Exazerbationen werden je nach Symptomatik mit Sauerstoff (evtl. künstliche Beatmung), Antibiotika und höherer Dosierung der üblichen Medikamente gegen COPD behandelt. Leidet der Patient nach langem Verlauf der Krankheit an einem lebensbedrohlichen Lungenversagen, so kommen verschiedene Maßnahmen und Medikamente zur Linderung der Atemnot, Schmerzen und Angst zum Einsatz.

Begleitend stehen betroffenen Patienten verschiedene Maßnahmen zur Rehabilitation zur Verfügung (dazu gehören Ernährungsberatung, körperliches Training, Atemtherapie, Ergotherapie, Informationen zur medikamentösen Therapie, Versorgung mit Hilfsmitteln und psychosoziale Betreuung).

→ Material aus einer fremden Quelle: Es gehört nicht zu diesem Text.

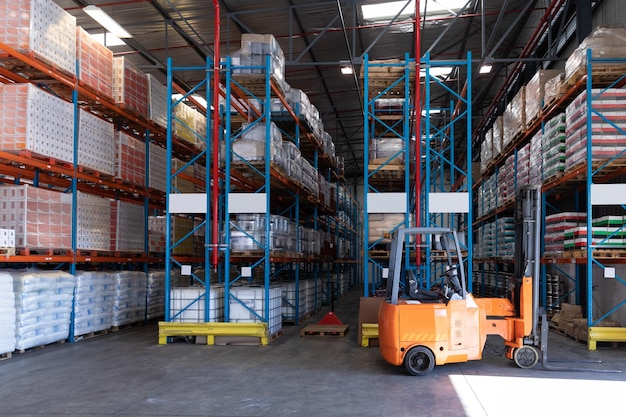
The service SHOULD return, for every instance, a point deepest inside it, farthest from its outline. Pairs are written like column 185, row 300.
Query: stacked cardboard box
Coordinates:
column 157, row 94
column 40, row 27
column 93, row 224
column 130, row 86
column 95, row 64
column 130, row 158
column 127, row 227
column 24, row 110
column 41, row 218
column 96, row 146
column 536, row 97
column 157, row 174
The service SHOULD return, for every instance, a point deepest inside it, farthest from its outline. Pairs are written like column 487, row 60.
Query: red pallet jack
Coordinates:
column 329, row 325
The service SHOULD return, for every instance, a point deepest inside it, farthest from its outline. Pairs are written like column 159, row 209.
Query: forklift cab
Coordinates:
column 403, row 282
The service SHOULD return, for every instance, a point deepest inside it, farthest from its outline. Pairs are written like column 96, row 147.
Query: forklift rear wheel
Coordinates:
column 419, row 361
column 526, row 357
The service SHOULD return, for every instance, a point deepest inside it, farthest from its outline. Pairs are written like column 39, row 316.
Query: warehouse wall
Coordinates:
column 610, row 13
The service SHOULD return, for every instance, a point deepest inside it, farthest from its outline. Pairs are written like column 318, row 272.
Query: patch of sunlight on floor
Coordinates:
column 495, row 396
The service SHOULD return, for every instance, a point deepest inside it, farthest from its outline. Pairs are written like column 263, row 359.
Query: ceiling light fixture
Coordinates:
column 380, row 12
column 441, row 72
column 346, row 67
column 485, row 69
column 106, row 21
column 107, row 39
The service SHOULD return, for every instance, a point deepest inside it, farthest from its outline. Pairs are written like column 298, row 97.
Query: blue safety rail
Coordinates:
column 388, row 109
column 446, row 161
column 182, row 228
column 601, row 172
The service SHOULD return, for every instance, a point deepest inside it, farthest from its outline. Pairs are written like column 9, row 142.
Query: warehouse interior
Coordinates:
column 200, row 208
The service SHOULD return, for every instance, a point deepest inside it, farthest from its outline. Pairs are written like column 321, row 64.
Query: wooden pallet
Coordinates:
column 324, row 330
column 7, row 251
column 596, row 253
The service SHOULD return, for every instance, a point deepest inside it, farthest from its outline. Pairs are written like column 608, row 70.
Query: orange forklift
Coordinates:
column 421, row 327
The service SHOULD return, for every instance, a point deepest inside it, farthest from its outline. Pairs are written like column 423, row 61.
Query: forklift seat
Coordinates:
column 417, row 293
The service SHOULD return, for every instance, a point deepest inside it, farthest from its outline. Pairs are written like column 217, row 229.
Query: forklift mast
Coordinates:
column 528, row 247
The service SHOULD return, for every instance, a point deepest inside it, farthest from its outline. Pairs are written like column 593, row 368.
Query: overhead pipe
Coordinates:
column 216, row 136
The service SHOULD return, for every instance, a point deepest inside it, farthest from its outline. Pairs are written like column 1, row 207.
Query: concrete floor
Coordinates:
column 126, row 373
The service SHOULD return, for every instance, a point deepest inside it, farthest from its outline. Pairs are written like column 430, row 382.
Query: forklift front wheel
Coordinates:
column 526, row 357
column 419, row 361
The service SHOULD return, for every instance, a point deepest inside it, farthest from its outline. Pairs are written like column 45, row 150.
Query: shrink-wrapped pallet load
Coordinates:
column 43, row 302
column 7, row 313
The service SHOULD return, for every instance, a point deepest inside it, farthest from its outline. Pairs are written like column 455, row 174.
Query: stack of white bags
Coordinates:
column 7, row 314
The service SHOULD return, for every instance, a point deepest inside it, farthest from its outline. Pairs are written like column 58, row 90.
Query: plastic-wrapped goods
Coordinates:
column 7, row 313
column 187, row 123
column 509, row 169
column 603, row 42
column 129, row 299
column 41, row 218
column 157, row 174
column 127, row 226
column 514, row 118
column 553, row 147
column 24, row 108
column 130, row 158
column 93, row 214
column 556, row 225
column 254, row 48
column 180, row 183
column 606, row 140
column 523, row 166
column 189, row 304
column 388, row 151
column 498, row 136
column 381, row 225
column 96, row 145
column 130, row 86
column 536, row 97
column 258, row 132
column 156, row 292
column 93, row 302
column 486, row 151
column 43, row 303
column 505, row 232
column 535, row 160
column 95, row 64
column 41, row 27
column 247, row 305
column 157, row 96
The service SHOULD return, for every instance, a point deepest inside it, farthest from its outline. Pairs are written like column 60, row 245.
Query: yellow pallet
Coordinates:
column 211, row 330
column 605, row 334
column 368, row 331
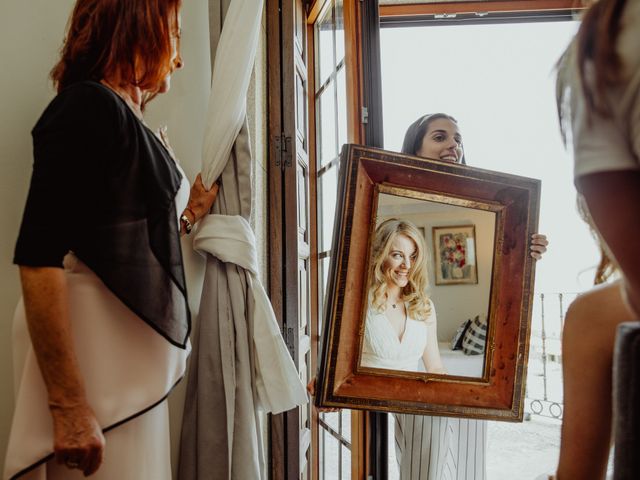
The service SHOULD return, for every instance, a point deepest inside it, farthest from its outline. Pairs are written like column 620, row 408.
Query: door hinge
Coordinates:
column 289, row 339
column 283, row 151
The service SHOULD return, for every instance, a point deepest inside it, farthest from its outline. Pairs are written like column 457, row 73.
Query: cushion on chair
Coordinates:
column 475, row 338
column 626, row 398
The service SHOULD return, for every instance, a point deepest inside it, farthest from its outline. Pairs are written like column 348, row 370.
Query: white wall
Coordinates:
column 31, row 33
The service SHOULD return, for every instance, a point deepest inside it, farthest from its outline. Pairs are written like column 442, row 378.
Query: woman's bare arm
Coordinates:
column 613, row 199
column 77, row 435
column 431, row 355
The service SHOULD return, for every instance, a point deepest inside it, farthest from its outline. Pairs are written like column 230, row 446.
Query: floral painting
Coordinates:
column 455, row 255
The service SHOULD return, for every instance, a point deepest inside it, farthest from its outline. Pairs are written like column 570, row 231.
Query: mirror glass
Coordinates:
column 460, row 242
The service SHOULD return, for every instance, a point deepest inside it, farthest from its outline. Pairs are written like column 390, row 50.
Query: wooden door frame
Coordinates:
column 283, row 452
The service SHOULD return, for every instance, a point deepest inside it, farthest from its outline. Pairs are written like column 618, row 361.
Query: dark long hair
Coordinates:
column 596, row 43
column 128, row 41
column 418, row 129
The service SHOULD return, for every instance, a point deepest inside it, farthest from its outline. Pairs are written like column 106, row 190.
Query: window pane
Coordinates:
column 346, row 424
column 324, row 277
column 326, row 120
column 339, row 32
column 342, row 108
column 324, row 48
column 327, row 204
column 346, row 463
column 331, row 461
column 333, row 420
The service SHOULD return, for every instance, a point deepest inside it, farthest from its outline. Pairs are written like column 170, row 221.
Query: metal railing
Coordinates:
column 544, row 372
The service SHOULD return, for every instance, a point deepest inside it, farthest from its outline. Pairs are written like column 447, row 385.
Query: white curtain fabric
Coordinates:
column 240, row 365
column 230, row 239
column 232, row 67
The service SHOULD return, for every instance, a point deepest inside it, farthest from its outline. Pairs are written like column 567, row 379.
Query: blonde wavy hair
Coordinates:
column 414, row 294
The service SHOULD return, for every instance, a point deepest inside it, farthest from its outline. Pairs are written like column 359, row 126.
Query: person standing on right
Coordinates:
column 599, row 102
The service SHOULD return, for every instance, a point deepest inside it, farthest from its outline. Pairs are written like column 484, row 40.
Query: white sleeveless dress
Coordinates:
column 427, row 448
column 128, row 369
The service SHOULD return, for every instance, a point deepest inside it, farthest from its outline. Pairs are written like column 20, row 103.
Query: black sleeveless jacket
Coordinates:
column 103, row 186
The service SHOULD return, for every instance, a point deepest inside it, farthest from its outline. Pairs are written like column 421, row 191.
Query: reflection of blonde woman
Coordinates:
column 400, row 330
column 400, row 333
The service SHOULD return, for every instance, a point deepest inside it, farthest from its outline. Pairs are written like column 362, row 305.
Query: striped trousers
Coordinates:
column 440, row 448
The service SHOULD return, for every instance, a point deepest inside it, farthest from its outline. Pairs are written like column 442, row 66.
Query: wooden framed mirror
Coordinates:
column 474, row 226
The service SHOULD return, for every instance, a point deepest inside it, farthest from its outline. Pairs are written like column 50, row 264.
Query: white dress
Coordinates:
column 128, row 370
column 427, row 448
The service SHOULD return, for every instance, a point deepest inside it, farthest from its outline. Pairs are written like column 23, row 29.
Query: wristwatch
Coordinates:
column 187, row 224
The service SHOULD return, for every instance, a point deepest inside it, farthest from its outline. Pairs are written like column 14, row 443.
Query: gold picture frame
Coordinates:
column 497, row 392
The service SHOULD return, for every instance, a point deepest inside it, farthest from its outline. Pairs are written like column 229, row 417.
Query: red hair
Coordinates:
column 125, row 41
column 596, row 42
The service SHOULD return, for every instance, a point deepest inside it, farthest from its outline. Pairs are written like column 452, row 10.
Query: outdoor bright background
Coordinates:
column 498, row 81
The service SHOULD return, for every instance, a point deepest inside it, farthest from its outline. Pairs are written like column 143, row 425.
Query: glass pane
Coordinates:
column 331, row 452
column 324, row 47
column 346, row 424
column 326, row 120
column 327, row 205
column 324, row 277
column 322, row 460
column 333, row 420
column 341, row 85
column 339, row 32
column 346, row 462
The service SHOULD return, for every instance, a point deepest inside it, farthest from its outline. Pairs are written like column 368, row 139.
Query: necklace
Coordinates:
column 394, row 304
column 126, row 97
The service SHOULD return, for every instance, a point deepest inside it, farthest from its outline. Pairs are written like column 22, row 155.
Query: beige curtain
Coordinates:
column 240, row 365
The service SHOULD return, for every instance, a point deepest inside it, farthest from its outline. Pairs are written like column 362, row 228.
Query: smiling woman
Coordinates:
column 435, row 136
column 401, row 327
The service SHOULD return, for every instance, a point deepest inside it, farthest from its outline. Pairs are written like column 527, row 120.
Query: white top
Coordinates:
column 603, row 145
column 383, row 349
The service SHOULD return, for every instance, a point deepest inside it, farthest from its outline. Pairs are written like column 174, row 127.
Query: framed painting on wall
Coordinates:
column 454, row 249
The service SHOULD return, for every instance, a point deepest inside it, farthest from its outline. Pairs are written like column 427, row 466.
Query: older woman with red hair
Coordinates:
column 104, row 289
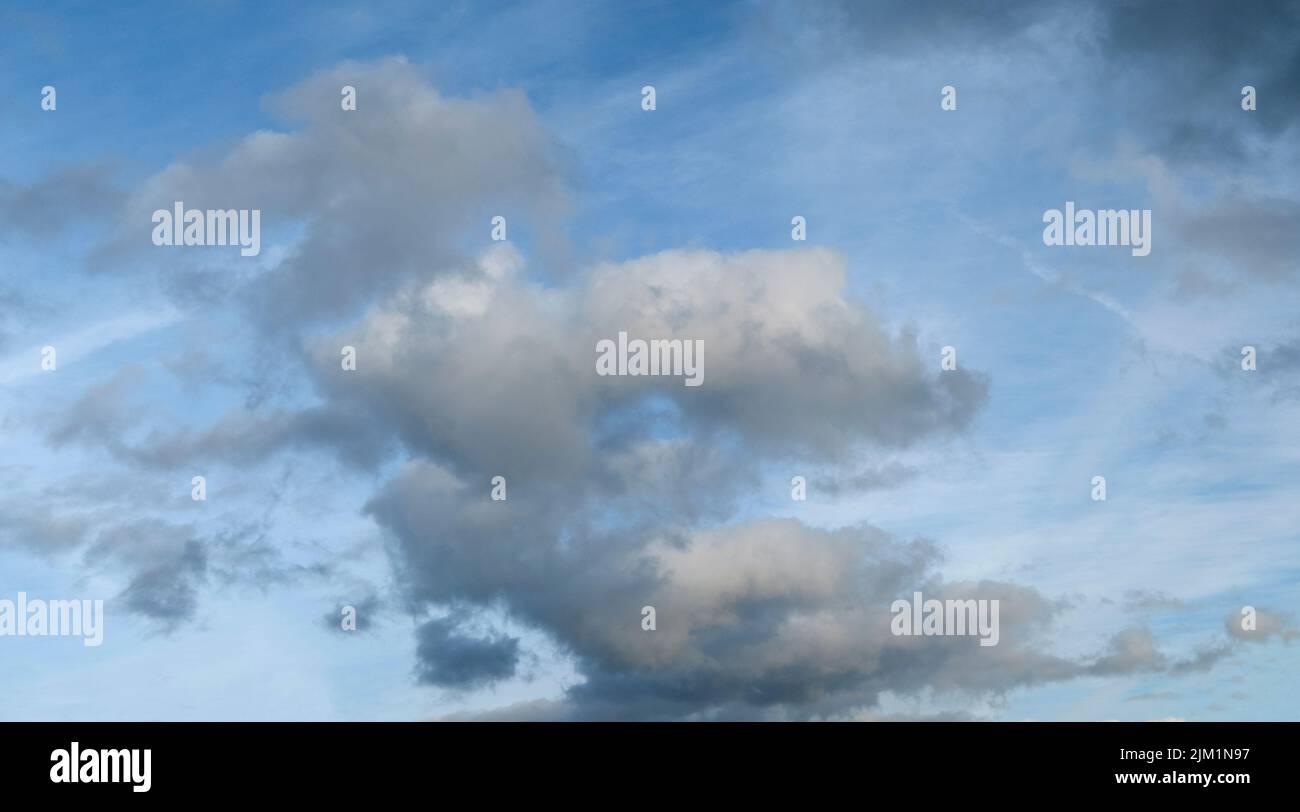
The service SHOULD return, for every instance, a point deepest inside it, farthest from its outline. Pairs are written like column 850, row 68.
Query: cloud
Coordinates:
column 376, row 198
column 454, row 660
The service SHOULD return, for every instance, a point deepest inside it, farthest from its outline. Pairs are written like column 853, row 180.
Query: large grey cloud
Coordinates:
column 623, row 491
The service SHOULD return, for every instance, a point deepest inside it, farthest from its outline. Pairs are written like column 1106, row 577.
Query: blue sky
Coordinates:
column 924, row 230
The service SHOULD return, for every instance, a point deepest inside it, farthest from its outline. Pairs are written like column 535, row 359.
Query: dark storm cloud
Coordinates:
column 381, row 195
column 66, row 198
column 1195, row 57
column 167, row 593
column 622, row 491
column 454, row 660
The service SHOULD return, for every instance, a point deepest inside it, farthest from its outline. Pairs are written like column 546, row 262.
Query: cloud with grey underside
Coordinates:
column 623, row 491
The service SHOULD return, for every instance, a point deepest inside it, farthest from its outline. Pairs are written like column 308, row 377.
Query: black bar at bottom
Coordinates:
column 440, row 763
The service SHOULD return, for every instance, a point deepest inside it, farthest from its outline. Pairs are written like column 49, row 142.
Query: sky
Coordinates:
column 372, row 487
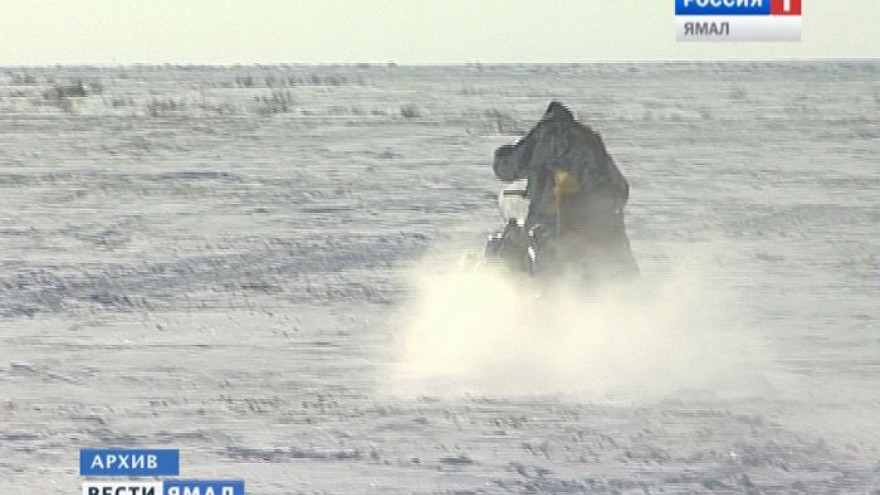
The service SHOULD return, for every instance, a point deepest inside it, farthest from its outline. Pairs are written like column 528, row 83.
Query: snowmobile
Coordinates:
column 514, row 247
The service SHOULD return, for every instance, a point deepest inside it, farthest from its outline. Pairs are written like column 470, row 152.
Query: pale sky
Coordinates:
column 37, row 32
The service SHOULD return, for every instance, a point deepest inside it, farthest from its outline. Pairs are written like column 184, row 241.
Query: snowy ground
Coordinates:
column 247, row 264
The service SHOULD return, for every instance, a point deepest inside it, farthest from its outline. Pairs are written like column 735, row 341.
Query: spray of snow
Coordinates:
column 483, row 331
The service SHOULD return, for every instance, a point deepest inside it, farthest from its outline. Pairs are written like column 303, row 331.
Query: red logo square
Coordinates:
column 785, row 7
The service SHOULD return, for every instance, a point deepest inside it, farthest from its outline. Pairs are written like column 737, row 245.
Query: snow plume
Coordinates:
column 482, row 331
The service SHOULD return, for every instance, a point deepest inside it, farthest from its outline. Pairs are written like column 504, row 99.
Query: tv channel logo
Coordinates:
column 738, row 20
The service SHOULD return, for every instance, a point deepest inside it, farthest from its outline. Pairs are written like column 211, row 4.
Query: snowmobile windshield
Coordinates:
column 513, row 203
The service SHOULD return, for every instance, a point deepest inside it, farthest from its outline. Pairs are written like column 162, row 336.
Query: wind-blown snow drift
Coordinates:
column 483, row 331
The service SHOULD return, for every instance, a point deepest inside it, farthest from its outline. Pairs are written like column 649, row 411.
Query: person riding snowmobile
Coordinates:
column 577, row 195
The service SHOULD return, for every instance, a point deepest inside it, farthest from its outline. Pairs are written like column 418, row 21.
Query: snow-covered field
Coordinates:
column 259, row 266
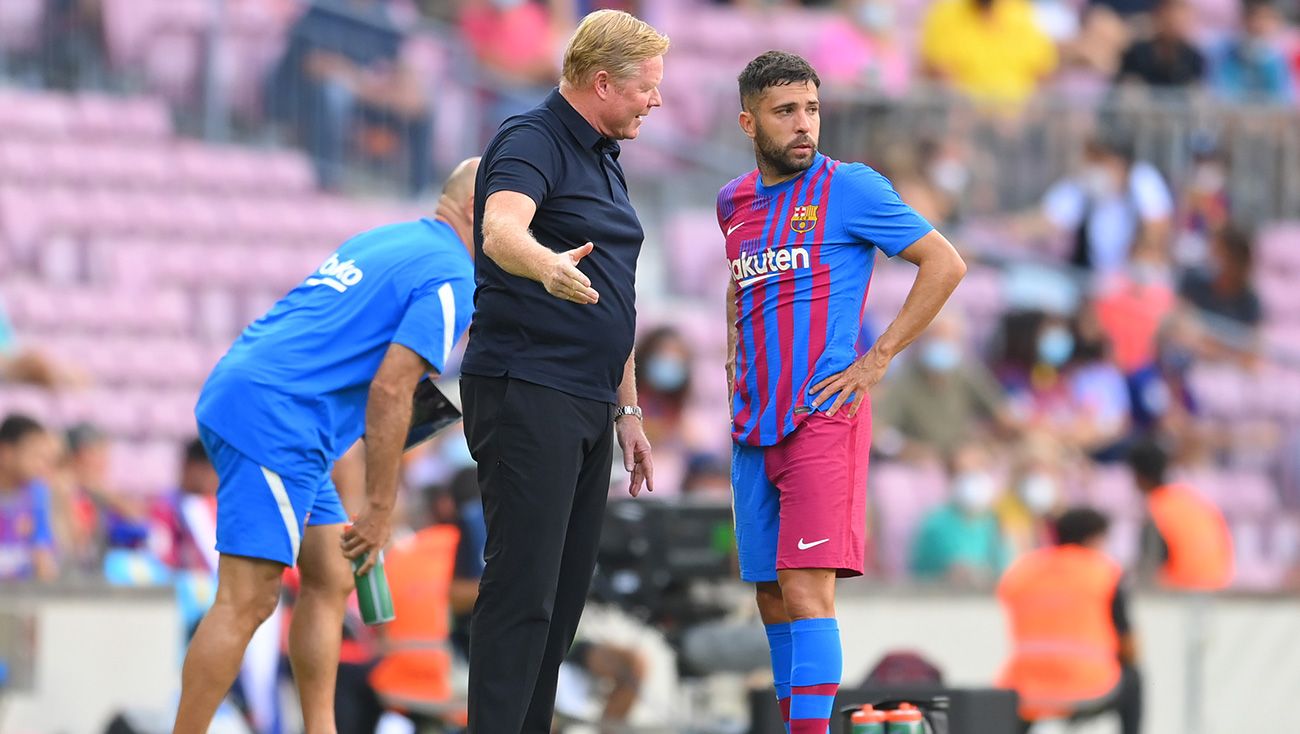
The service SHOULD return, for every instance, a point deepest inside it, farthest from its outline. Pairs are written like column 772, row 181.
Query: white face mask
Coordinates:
column 1099, row 182
column 974, row 491
column 1039, row 493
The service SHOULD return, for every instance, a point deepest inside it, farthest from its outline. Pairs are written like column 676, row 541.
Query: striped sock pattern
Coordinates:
column 779, row 645
column 817, row 665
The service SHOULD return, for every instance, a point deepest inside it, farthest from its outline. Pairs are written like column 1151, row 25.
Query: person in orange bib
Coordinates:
column 1073, row 647
column 1187, row 542
column 415, row 672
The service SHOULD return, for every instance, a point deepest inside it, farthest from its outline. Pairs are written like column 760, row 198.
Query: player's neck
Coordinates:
column 771, row 177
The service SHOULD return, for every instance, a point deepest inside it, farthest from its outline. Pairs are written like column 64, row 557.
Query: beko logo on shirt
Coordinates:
column 749, row 269
column 338, row 276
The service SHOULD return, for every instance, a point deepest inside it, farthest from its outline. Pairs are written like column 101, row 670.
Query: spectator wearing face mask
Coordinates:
column 663, row 361
column 1067, row 386
column 1036, row 496
column 1113, row 207
column 1204, row 204
column 961, row 541
column 1166, row 63
column 943, row 400
column 1252, row 68
column 26, row 518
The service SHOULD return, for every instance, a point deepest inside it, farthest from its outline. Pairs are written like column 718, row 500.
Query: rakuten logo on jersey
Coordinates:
column 749, row 269
column 338, row 276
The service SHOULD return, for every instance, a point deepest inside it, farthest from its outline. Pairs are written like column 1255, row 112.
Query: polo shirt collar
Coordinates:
column 581, row 130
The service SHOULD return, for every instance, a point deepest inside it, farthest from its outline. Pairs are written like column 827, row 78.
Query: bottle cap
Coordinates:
column 905, row 713
column 867, row 715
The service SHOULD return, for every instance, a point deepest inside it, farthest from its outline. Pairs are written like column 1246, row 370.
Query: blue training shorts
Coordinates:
column 260, row 513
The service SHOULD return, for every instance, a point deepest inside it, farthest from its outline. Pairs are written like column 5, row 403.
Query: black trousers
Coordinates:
column 1126, row 702
column 544, row 469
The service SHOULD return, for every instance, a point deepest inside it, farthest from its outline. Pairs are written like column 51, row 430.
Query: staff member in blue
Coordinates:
column 338, row 357
column 549, row 367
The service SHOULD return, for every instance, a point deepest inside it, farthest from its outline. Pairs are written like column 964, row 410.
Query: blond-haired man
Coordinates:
column 547, row 374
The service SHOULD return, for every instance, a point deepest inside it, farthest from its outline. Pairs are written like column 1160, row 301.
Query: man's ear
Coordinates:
column 602, row 83
column 748, row 124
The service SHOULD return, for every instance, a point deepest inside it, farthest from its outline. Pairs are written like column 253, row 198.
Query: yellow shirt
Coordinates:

Viele Betroffene leiden zusätzlich zur COPD noch an weiteren Krankheiten; auch diese werden natürlich möglichst effektiv therapiert.

Prognose

Die COPD ist eine chronische Krankheit, die allmählich zu einer verschlechterten Lungenfunktion führt. Mit Raucherentwöhnung und entsprechender Behandlung kann diese Entwicklung jedoch erheblich verzögert werden. Die Anfälligkeit für Erkältungen und Grippe ist deutlich erhöht. Daher sollte jeweils im Herbst eine Grippeimpfung erfolgen und bei vielen Patienten ebenfalls eine Impfung gegen Bakterien, die eine Lungenentzündung verursachen (Pneumokokken).

Ohne aktive Maßnahmen zur Verbesserung der Situation entwickeln COPD-Patienten nach einiger Zeit Herzkrankheiten oder ein vollständiges Lungenversagen.